Thank you for the feedback. Given this information I'll hold off on releasing a new PDF.js version until this is fixed so there is enough time and we avoid any bug reports about this.

timvandermeij commented 3 months ago

Given that this has been a release blocker for a long time now and the last PDF.js release was in December 2023, the question was raised in https://github.com/mozilla/pdf.js/pull/17880#issuecomment-2034930669 if we should go ahead and create a release now and just put a note in the release notes about this bug? I agree with this because we have had many features and bugfixes land since that users would like to have, and if we wait longer the release will only get bigger while we would like to keep releases small (as was the purpose of the monthly release cycle).

@calixteman @marco-c What do you think about this?

marco-c commented 3 months ago

@calixteman if it's a quick and easy fix, I'd say let's wait on that. If it's a more cumbersome fix, I'd agree with shipping a version with the regression included.

timvandermeij commented 2 months ago

@calixteman What do you think of the above?
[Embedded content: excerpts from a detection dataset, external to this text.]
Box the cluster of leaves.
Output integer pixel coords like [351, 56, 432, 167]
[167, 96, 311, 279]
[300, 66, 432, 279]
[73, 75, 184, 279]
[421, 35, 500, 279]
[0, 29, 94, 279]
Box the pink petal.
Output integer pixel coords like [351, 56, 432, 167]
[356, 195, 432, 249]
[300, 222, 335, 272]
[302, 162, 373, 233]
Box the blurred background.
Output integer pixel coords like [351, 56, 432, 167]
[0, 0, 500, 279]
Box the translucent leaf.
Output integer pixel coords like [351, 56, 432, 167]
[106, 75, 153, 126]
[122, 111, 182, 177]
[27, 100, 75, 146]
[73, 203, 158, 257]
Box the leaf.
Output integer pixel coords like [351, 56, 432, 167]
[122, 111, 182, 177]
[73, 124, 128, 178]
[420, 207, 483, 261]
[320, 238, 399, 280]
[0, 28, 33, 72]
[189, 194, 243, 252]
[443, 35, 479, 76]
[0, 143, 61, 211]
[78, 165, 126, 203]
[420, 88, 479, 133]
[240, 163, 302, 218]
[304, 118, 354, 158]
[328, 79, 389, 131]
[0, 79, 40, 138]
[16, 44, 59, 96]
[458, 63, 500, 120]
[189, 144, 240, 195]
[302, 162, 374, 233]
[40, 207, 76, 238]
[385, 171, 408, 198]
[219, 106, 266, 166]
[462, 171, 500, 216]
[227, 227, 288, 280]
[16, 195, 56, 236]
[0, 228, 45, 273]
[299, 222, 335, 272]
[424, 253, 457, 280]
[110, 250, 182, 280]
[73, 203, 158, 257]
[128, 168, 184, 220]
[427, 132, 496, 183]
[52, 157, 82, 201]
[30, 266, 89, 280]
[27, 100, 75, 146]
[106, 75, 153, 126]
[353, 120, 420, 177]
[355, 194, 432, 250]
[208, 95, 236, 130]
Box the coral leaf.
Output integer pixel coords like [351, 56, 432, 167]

If it's desired I can make a new release today or tomorrow, for the reasons mentioned above and so we can land some other PRs that would be safer to merge once a new release is made.

calixteman commented 2 months ago

Yes please make a release. I'll try to land a patch in the next weeks.

timvandermeij commented 2 months ago

I have just completed the release of PDF.js version 4.1.392, with this bug referenced as a known issue in the release notes at https://github.com/mozilla/pdf.js/releases/tag/v4.1.392. Landing of new patches should be unblocked now.

@calixteman The bot sadly doesn't seem to have pushed the release to NPM. Could you check the logs and push it manually so NPM is also in sync again (see https://github.com/mozilla/botio-files-pdfjs/blob/master/on_release.js#L21 for how the bots do it)? (This prompted me to look into porting the NPM part to GitHub Actions as part of #11851 again, and I think I now finally have an idea on how we can prepare and test this without actually having to push something to NPM.)

calixteman commented 2 months ago

It was a matter of cached ssh key. It should fine now: https://www.npmjs.com/package/pdfjs-dist

timvandermeij commented 1 month ago

I have removed the release-blocker label because we're already tracking this with the regression label and as high priority on the project board, plus we've had several releases by now and haven't received new complaints about this as far as I have seen (so hopefully for most documents the change isn't really visible). We should still fix this, but it doesn't seem severe enough anymore to warrant the release-blocker label or separate inclusion in the release notes.